A Feedback Loop Based on Quality, Real-Time Data
In 2019, one community’s annual Point-In-Time count indicated a 24% rise in chronic homelessness. But as it worked with Built for Zero to gather quality, real-time data, the community found that the 24% increase was reflecting a natural variation that happens over the course of a year, depending on the month. In fact, toward the end of the year, the community had been driving steady reductions in homelessness.
A shift toward using data for improvement requires a more rapid, reliable, and actionable feedback loop to understand the nature and scale of homelessness at any given time. Communities in Built for Zero have quality, by-name data, which means that they deeply understand homelessness in their community in real time. This includes:
- Every person experiencing homelessness at any given time, by name and individual need.
- The total number of people experiencing homelessness, including sheltered and unsheltered populations.
- The systems dynamics behind those numbers, like how many people entered or exited from homelessness that month, and how many people returned from housing.
- The racial equity of a system, like system decision-making power, the experiences of those being served by the system, and disparities in systems outcomes, like length of time or rates of exit to permanent housing.
To better serve individuals, this data is used by agencies and organizations to connect people with the appropriate support and resources. At the population level, this data enables the community to understand whether investments and efforts are truly adding up to reductions in homelessness. Communities can strategize, test, and evaluate changes to their system — whether that requires looking upstream at other systems that are contributing to people entering into homelessness, or targeting barriers that exist for people working to exit homelessness. This data is also critical for equipping decision-makers with the information they need to advocate for and target resources to drive the greatest possible reductions.
Moving to Systems Designed to Get to Zero
The 100,000 Homes campaign was an important lesson for our team.
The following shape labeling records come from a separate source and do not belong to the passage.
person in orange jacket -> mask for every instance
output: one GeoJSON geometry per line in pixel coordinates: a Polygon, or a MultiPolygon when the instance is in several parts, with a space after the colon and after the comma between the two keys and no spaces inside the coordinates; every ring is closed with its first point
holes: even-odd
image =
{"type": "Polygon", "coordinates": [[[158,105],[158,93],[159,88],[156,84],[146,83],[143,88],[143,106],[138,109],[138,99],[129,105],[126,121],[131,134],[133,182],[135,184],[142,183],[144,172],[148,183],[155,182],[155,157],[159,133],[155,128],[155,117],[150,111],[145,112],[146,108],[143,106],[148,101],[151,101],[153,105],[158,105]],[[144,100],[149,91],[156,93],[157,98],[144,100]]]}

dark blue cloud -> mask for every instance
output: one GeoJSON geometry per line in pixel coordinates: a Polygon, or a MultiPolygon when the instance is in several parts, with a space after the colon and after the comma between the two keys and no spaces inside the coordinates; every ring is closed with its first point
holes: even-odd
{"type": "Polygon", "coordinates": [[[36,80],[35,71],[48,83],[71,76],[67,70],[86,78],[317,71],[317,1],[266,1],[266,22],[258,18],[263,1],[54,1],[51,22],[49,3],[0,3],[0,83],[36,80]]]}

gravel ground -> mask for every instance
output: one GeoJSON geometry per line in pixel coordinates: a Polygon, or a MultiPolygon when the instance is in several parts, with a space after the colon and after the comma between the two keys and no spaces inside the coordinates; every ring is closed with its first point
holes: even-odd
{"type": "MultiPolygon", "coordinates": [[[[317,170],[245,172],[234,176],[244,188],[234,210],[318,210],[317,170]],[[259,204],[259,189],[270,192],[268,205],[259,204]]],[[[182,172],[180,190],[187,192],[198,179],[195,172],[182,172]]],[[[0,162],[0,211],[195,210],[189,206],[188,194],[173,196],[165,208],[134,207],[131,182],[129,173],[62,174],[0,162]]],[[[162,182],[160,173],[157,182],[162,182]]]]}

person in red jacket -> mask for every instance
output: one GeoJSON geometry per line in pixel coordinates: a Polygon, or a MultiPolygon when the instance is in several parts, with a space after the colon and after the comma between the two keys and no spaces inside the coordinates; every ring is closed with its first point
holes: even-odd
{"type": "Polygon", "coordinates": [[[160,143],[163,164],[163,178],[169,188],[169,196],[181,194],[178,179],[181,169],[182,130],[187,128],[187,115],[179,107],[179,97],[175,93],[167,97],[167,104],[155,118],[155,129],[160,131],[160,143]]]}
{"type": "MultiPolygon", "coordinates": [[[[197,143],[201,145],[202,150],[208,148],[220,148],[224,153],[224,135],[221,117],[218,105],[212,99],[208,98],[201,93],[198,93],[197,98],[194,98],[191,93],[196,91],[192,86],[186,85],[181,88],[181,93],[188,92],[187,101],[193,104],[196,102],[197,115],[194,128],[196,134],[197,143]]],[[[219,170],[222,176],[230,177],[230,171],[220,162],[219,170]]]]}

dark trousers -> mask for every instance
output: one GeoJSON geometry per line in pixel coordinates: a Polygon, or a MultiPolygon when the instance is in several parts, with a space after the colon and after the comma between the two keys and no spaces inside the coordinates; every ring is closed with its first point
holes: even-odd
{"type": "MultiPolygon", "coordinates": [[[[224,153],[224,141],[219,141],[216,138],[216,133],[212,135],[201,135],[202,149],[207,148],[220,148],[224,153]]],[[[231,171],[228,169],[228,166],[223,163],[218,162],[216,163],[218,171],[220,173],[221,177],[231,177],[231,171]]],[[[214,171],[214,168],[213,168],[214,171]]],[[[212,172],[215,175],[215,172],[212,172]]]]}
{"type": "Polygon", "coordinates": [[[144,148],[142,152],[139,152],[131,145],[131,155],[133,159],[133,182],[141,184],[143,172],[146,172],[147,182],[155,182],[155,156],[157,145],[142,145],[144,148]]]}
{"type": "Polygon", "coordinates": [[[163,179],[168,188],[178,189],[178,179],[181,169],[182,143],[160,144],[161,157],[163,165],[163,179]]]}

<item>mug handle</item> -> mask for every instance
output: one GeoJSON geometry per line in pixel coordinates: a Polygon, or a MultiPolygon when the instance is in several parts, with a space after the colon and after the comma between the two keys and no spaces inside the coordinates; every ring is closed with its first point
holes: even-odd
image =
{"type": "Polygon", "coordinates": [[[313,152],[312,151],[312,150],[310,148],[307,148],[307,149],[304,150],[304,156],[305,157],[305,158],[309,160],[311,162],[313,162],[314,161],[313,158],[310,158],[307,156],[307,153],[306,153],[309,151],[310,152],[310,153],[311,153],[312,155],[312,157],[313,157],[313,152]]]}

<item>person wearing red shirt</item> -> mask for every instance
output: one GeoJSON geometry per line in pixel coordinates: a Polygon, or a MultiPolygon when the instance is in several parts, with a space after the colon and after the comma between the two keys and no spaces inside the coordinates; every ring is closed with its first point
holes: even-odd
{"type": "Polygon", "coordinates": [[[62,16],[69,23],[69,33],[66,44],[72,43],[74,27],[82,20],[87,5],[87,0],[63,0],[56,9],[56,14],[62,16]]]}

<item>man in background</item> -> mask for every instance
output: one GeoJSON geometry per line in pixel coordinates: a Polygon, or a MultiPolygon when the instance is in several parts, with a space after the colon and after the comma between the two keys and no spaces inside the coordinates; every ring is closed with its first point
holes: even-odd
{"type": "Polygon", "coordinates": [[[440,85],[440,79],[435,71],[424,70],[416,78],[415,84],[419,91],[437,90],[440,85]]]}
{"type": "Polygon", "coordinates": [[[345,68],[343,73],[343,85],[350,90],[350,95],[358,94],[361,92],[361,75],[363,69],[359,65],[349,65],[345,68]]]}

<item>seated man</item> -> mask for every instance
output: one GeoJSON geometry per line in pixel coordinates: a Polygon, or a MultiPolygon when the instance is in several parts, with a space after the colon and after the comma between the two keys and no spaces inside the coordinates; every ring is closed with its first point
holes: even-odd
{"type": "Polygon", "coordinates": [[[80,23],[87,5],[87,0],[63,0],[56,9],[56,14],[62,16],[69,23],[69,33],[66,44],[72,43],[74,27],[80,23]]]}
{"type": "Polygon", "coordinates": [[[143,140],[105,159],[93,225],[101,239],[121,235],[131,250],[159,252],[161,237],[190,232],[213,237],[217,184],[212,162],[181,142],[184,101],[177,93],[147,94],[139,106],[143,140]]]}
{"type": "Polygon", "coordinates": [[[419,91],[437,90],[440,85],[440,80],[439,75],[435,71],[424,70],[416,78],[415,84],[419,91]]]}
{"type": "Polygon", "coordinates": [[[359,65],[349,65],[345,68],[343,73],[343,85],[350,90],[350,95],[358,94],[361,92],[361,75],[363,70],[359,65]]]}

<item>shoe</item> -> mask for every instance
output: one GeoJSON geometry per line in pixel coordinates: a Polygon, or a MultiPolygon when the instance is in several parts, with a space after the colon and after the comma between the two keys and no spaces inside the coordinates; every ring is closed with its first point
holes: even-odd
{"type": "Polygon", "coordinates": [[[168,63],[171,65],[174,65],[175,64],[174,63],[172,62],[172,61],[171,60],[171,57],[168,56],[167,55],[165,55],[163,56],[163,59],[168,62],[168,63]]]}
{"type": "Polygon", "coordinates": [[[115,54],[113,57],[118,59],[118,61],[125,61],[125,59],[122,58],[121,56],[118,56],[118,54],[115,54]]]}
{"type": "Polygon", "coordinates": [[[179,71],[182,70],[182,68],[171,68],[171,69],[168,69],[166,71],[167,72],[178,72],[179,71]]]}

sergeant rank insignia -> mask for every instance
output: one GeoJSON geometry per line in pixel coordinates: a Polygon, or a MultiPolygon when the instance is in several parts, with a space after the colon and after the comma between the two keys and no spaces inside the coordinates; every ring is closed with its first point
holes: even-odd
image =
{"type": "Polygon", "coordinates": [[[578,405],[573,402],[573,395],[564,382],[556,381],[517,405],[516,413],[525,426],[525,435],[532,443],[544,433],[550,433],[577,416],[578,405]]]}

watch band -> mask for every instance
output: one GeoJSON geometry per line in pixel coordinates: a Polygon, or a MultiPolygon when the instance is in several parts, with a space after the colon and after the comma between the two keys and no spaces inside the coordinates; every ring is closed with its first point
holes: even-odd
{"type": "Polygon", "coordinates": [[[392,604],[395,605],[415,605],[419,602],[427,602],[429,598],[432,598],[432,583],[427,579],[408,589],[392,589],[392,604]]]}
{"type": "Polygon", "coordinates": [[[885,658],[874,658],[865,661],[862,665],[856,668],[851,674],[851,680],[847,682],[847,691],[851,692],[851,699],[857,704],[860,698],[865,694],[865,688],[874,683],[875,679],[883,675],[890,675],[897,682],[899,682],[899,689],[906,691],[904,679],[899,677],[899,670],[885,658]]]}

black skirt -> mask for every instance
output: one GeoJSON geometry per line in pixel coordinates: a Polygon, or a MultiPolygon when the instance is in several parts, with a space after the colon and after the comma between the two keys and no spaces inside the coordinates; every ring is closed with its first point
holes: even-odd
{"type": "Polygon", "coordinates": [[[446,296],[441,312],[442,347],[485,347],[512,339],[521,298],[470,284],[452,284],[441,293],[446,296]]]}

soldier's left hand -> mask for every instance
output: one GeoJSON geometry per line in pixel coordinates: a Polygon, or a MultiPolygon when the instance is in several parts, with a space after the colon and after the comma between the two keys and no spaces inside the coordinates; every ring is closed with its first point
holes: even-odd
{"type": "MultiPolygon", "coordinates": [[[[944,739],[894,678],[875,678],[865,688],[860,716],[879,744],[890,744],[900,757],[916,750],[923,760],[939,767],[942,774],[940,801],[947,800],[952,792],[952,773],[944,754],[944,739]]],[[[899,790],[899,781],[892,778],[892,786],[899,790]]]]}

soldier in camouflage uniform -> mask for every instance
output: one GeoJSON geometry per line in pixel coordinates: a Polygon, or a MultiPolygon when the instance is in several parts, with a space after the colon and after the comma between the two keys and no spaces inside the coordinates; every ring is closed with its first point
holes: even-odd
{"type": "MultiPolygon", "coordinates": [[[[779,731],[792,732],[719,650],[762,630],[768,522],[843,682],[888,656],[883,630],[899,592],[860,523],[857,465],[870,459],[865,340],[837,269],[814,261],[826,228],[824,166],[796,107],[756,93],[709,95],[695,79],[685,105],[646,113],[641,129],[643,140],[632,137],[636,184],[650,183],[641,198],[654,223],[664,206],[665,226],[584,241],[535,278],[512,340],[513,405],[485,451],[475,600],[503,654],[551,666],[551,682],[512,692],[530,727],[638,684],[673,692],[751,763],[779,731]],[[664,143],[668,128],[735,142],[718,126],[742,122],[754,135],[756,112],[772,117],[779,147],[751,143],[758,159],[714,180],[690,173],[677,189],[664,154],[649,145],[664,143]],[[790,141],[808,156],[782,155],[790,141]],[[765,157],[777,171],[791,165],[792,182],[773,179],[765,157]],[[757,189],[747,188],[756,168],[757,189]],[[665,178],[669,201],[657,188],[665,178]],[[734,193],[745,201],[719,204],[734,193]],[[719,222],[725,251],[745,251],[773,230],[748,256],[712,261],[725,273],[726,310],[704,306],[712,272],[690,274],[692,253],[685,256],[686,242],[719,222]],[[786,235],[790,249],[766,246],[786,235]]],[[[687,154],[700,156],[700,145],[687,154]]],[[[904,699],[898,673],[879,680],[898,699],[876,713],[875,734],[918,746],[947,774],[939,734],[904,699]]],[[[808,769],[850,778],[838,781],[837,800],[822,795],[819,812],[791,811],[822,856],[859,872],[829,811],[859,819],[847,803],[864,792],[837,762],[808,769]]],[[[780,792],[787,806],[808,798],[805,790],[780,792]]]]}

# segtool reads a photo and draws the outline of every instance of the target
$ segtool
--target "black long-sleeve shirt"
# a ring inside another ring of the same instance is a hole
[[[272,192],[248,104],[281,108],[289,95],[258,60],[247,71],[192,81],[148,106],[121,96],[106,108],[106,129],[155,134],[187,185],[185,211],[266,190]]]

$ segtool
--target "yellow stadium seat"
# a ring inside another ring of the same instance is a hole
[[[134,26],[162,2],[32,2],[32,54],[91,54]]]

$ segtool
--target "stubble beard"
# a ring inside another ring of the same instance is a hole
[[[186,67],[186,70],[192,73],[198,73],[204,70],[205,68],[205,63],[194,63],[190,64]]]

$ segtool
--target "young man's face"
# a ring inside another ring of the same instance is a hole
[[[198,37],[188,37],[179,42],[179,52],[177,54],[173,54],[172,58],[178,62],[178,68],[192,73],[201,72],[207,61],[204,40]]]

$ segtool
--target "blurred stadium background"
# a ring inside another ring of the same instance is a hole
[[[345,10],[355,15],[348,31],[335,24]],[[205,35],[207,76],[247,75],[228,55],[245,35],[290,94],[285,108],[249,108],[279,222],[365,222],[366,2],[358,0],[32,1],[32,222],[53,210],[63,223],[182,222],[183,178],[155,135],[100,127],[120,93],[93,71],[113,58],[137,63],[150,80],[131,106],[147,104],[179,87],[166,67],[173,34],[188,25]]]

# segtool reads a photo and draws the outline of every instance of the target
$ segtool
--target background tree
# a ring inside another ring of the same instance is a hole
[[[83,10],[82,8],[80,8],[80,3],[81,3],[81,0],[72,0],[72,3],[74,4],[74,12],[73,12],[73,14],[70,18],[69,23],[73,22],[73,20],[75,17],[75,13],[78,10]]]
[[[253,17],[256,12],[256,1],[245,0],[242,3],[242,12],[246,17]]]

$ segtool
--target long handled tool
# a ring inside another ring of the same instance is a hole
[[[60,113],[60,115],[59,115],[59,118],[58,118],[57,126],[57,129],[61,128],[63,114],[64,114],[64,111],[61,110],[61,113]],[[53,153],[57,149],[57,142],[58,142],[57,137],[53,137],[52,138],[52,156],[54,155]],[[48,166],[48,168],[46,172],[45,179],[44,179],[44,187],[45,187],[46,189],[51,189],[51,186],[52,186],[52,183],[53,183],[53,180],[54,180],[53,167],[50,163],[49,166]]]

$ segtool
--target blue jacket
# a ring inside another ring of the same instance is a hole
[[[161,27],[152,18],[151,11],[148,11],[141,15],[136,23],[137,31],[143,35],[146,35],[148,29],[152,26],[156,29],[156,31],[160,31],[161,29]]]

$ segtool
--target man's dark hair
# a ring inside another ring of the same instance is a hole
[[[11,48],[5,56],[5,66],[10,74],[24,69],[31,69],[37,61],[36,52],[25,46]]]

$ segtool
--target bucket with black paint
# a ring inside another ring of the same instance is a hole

We learned that taking immediate action to increase housing placements for people is worthy work, by many measures. But without deep systems change dedicated to getting to zero, it did not help communities design systems that could achieve or sustain population-level reductions.
Elected and municipal leaders across the country are facing tremendous urgency to act on homelessness. And through their influence, investments, and convening power, these leaders have a powerful role to play. This includes balancing the immediate actions that produce short-term gains with the deep systems change necessary to equitably and sustainably solve homelessness. To that end, we recommend that leaders ask the following questions in any conversation around ending homelessness:
- Are we all aligned behind a commitment to population-level reductions in homelessness as the critical measure of our success as a city/county?
- How will this support the community’s aim of functionally ending homelessness?
- Is the community currently driving population-level reductions in homelessness?
- How will this effort, investment, or intervention help communities drive population-level reductions in homelessness — and how would we know?
- Is real-time, by-name data informing these decisions, and where is that data coming from?
We know homelessness is solvable because communities are proving it every day. Together, we must work to help communities establish the resilient, equitable, and data-driven systems that will ensure this becomes the norm, rather than the exception.